Ещё дня четыре организовывался мой новый билет, совпадающий со спецгрузом. Последние дни, пока замороженное Инкино тело пребывало в морге госпиталя, я доживал уже в Ашвеме, готовясь к возвращению домой. Минель, в глубине живота ощущавший часть собственной вины за обезьяну, имевшую бесконтрольною прописку на его мушмуле, искренне пытался любым способом сгладить получившуюся драму и лихорадочно прокручивал в голове способы утешить меня, включая самые экзотические. Часто подходил, гладил по руке, заискивающе заглядывал в глаза и на дурном английском выражал скорбное сочувствие по поводу утраты на его территории моей жены и моего неродившегося ребёнка.

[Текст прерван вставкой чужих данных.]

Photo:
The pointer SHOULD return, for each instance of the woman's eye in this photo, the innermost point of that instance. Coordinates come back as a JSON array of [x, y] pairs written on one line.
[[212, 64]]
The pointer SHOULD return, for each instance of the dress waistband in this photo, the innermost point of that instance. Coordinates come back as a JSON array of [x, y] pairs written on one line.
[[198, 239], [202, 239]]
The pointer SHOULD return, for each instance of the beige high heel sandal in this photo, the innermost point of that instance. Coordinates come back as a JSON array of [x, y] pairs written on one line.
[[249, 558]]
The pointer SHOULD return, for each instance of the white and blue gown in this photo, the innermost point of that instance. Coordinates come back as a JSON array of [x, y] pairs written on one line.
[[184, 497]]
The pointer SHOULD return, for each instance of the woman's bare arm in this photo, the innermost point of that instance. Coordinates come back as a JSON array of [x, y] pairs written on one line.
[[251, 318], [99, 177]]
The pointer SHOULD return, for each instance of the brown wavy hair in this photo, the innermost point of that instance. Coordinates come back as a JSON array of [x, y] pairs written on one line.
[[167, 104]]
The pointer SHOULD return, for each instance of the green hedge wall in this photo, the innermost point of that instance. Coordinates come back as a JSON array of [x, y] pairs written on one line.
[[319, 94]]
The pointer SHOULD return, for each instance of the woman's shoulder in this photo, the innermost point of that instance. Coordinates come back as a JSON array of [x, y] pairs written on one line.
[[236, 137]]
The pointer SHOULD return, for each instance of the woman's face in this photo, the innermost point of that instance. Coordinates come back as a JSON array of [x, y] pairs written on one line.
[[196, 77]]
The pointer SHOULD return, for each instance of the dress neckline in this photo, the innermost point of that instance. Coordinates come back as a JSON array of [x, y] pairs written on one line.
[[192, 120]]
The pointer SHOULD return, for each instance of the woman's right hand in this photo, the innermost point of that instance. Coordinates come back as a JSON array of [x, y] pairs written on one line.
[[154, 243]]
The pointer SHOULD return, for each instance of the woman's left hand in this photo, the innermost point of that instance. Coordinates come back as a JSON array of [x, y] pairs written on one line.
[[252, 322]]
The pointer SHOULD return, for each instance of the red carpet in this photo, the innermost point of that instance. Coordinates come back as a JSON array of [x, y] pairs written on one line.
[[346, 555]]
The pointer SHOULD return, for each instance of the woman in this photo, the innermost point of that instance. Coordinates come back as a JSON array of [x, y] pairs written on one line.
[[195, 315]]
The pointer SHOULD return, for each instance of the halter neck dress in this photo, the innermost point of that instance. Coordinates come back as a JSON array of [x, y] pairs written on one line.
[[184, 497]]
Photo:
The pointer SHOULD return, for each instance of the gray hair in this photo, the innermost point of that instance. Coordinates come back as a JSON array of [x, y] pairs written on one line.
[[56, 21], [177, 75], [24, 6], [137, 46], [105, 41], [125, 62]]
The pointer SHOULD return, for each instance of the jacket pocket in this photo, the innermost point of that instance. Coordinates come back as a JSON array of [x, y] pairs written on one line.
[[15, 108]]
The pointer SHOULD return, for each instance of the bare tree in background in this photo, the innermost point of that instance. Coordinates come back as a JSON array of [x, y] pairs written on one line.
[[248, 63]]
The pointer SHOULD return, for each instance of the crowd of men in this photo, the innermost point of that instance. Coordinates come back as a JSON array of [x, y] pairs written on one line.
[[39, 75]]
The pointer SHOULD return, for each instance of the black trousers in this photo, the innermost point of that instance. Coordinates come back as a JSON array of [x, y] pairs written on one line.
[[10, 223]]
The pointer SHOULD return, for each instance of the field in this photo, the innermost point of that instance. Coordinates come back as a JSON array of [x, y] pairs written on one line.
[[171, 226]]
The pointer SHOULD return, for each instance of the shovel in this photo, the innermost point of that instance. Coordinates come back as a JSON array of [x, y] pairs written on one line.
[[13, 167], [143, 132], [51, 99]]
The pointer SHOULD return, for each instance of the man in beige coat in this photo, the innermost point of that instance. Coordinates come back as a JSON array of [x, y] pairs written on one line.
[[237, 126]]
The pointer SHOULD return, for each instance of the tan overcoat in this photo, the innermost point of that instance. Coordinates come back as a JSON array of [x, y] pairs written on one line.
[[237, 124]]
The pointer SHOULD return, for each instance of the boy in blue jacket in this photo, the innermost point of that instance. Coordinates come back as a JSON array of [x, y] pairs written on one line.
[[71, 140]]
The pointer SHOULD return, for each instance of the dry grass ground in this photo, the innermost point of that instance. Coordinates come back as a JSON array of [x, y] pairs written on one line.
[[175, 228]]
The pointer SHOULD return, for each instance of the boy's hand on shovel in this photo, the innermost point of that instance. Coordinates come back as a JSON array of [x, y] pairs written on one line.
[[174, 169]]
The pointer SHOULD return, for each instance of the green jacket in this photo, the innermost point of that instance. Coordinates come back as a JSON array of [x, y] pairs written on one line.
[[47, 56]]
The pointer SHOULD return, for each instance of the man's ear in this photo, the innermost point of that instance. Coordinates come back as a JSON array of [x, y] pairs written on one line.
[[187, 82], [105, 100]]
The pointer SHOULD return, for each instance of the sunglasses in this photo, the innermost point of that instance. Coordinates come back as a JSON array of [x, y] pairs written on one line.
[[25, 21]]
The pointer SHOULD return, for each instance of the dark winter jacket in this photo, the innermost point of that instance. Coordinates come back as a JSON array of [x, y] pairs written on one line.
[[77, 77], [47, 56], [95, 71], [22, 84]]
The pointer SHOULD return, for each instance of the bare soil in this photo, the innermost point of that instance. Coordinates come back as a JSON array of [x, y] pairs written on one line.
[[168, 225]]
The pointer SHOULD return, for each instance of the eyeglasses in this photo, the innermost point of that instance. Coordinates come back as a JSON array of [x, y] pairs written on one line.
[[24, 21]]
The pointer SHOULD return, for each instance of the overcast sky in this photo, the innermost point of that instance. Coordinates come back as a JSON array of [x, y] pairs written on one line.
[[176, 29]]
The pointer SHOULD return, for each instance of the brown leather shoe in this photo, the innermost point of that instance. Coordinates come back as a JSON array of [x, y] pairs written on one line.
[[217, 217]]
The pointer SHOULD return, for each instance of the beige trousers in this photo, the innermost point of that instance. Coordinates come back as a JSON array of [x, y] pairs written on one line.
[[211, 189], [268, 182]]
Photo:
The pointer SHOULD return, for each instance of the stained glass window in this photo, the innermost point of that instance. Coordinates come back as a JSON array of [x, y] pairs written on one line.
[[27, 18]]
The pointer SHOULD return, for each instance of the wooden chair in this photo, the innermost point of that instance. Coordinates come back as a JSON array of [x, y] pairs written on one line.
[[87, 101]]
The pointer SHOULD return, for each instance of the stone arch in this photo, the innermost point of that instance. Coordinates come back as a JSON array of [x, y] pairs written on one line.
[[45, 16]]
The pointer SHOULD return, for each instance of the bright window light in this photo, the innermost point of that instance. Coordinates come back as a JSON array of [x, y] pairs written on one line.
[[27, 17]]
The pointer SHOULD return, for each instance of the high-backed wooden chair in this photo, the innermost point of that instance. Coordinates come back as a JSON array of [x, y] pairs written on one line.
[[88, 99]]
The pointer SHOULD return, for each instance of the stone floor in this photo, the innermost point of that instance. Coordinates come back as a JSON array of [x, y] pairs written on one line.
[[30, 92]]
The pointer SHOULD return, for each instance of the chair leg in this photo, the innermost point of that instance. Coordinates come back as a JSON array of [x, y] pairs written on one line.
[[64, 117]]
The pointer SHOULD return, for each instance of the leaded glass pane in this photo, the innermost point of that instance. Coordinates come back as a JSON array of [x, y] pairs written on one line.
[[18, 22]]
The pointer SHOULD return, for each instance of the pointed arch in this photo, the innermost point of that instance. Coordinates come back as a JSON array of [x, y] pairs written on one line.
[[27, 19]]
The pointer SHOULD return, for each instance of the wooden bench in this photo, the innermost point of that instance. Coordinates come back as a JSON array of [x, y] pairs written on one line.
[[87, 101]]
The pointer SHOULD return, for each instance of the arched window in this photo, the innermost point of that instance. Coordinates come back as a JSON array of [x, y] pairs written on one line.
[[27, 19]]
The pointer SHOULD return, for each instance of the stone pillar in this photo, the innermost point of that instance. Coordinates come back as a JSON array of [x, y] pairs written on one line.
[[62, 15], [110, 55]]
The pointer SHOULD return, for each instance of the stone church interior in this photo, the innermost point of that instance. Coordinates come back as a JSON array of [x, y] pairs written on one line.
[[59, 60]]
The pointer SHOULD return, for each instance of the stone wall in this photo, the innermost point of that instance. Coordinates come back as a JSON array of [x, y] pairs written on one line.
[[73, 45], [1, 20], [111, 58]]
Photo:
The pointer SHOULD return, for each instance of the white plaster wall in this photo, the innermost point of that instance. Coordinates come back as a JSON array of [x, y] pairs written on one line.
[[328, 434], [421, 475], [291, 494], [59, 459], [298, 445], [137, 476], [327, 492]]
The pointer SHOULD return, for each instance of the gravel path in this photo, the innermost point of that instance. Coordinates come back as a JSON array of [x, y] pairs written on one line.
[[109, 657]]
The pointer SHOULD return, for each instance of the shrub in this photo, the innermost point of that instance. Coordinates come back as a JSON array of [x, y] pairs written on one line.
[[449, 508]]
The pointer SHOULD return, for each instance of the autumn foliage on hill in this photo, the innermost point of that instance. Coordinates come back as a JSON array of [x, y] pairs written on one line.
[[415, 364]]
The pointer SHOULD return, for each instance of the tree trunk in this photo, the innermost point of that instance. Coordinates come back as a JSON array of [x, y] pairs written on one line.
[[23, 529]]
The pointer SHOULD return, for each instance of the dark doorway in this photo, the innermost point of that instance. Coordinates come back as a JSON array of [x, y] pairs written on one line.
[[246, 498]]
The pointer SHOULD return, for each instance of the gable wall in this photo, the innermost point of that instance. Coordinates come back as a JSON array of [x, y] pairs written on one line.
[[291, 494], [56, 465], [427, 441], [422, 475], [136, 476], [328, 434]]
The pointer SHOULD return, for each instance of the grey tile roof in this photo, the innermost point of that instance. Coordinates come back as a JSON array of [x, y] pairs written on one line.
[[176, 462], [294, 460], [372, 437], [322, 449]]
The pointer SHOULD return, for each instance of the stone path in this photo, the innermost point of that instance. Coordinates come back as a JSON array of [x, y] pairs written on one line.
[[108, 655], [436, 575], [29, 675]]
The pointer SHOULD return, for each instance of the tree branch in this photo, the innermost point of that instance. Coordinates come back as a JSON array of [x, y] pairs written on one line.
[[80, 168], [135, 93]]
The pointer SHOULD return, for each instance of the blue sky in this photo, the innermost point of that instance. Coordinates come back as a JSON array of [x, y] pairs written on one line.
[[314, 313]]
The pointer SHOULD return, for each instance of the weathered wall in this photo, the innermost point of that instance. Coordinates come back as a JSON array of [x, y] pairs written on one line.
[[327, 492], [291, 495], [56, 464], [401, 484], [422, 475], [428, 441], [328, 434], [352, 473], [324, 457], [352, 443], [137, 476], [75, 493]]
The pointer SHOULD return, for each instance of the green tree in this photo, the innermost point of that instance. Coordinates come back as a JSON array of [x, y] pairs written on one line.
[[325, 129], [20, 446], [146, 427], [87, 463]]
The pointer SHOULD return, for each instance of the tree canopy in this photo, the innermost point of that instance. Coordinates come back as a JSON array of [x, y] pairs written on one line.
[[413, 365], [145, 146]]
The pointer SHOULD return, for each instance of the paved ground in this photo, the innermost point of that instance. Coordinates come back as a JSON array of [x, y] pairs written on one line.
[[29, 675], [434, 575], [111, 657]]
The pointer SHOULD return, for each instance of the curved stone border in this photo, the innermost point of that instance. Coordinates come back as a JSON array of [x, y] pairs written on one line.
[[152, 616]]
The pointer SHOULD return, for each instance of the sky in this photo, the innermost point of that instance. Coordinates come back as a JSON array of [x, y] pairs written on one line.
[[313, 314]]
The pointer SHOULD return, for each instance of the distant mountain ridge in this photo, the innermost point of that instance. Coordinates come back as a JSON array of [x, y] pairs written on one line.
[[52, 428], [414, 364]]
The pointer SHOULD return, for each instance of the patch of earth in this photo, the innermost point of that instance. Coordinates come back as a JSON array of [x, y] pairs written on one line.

Как-то решился и сказал:

– Ты молодой и красивый, будет у тебя ещё мальчик, как ты хотел с твоей женщиной.

– Тебе легко говорить, – отмахнулся я от сердобольного индуса, – у тебя их тринадцать. А у меня ни одного. Жена мечтала о мальчике. И дочка наша, Вероника, тоже всегда хотела брата. Теперь уже не будет, я знаю. Без Инны не будет больше ничего. И никого.

– Да… – скорбно покачал головой Минель, – у меня их тринадцать. И все хотят еды. А у меня нет столько еды для них. И дальше только хуже будет. Вот ты же, – он с надеждой посмотрел мне в глаза, – не приедешь больше ко мне, да? Потому у тебя тут была беда. И мне будет беда, потому что я твои деньги теперь не увижу. И не куплю сыновьям еды. И старикам. А работать в нашей касте не принято, мы всегда торговали и обменивали. Но теперь дела пошли плохо. И старики мои не умирают, долго живут. И тоже еды хотят, как молодые.

Он тяжело вздохнул, якобы компенсируя тем самым часть моего горя собственными немалыми напастями. И вдруг сказал, так, на всякий случай, проверочным порядком:

– А хочешь, у меня бери. Любого сына тебе отдам, на выбор. Они все одинаково голодные, здоровые и красивые. Так мне твоя миссис говорила. Что красивые. Особенно, сказала, Джазир. Хочешь, его бери. Деньги остались ещё? Я много не попрошу, понимаю, что у тебя беда. И что макак этот без глаза от моего дерева к вам пришёл, а не от Бога. И что я его не убил, а надо было давно убить. Это я не про Бога, это про макака. Пятьсот долларов дашь? Или много? А я подпишу бумаги, какие надо. За сто долларов тут всё можно оформить быстро. Только эти сто долларов уже будут отдельно, но тоже от тебя. Или даже пятьдесят, если повезёт. Нормально?